As NPR reported, Ginsburg’s final statement, dictated to her granddaughter Clara Spera from her deathbed, was simply: “My most fervent wish is that I will not be replaced until a new president is installed.”
After Justice Antonin Scalia died in February 2016 and President Barack Obama nominated Merrick Garland, Senate Majority Leader Mitch McConnell blocked any hearings that might result in Garland’s ascension to the bench, saying the voters needed to decide in that year’s election, which, when Scalia died, was nine months away. “The American people should have a voice in the selection of their next Supreme Court justice,” McConnell said the day Scalia died. “Therefore, this vacancy should not be filled until we have a new president.”
On Friday, Senate Minority Leader Chuck Schumer responded to the news of Ginsburg’s death by recycling the exact same statement verbatim, pointing to the political battle ahead.
Now that Republicans control the Senate and Donald Trump the presidency, though, McConnell has publicly and privately vowed to fill any opening this year, will of the voters and less than seven weeks to go until Election Day, be damned.

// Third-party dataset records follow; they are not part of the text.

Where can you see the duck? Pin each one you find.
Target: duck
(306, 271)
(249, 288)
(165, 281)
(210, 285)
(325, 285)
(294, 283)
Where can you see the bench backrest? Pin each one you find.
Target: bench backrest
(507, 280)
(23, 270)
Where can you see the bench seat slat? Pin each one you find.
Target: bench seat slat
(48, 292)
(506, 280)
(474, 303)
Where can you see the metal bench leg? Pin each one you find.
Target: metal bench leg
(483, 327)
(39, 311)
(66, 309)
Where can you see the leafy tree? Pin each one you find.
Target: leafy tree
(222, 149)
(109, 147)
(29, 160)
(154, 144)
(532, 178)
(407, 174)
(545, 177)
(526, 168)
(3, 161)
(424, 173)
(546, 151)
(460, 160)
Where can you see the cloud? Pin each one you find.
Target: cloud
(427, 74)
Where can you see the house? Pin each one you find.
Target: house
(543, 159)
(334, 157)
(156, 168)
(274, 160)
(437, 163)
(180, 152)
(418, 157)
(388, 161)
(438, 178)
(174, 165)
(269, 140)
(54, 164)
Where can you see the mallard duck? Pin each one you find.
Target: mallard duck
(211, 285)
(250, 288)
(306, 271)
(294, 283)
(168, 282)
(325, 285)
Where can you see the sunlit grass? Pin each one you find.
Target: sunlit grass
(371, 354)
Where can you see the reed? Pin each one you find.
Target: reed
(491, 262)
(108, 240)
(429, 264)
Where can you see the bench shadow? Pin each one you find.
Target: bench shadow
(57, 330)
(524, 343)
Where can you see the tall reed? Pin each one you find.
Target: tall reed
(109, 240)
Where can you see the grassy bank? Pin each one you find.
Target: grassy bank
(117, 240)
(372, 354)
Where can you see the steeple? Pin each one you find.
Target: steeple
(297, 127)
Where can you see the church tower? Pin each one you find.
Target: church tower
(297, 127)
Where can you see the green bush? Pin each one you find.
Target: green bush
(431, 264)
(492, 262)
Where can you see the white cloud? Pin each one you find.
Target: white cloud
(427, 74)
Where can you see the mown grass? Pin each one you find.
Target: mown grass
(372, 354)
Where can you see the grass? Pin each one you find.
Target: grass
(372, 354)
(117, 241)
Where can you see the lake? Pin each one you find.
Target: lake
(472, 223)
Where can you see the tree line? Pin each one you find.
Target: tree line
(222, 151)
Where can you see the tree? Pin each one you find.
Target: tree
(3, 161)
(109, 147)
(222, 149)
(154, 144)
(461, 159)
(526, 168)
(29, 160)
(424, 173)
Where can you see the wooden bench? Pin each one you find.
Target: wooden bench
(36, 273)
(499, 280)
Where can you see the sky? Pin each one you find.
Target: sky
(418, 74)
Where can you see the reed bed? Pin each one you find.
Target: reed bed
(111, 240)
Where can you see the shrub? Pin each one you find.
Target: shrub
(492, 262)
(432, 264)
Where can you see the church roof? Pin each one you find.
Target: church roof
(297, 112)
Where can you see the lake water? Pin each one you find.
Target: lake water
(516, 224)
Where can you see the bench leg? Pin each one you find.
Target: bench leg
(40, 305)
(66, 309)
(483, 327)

Indeed, McConnell has spoken often about what he would do if Ginsburg died. The New Yorker quoted a former Trump White House official earlier this year saying, “McConnell’s telling our donors that when R.B.G. meets her reward, even if it’s October, we’re getting our judge. He’s saying it’s our October Surprise.”
In May, McConnell said publicly, “Oh, we’d fill it,” if a seat were to open up before the election.
And Friday night, McConnell made his intentions official, saying:
In the last midterm election before Justice Scalia’s death in 2016, Americans elected a Republican Senate majority because we pledged to check and balance the last days of a lame-duck president’s second term. We kept our promise. Since the 1880s, no Senate has confirmed an opposite-party president’s Supreme Court nominee in a presidential election year. By contrast, Americans reelected our majority in 2016 and expanded it in 2018 because we pledged to work with President Trump and support his agenda, particularly his outstanding appointments to the federal judiciary. Once again, we will keep our promise. President Trump’s nominee will receive a vote on the floor of the United States Senate.”
Whether McConnell has the votes remains an open question that will dominate the weeks leading up to the election and inauguration. He is certain, though, to try to ensure that Ginsburg’s final request is not granted.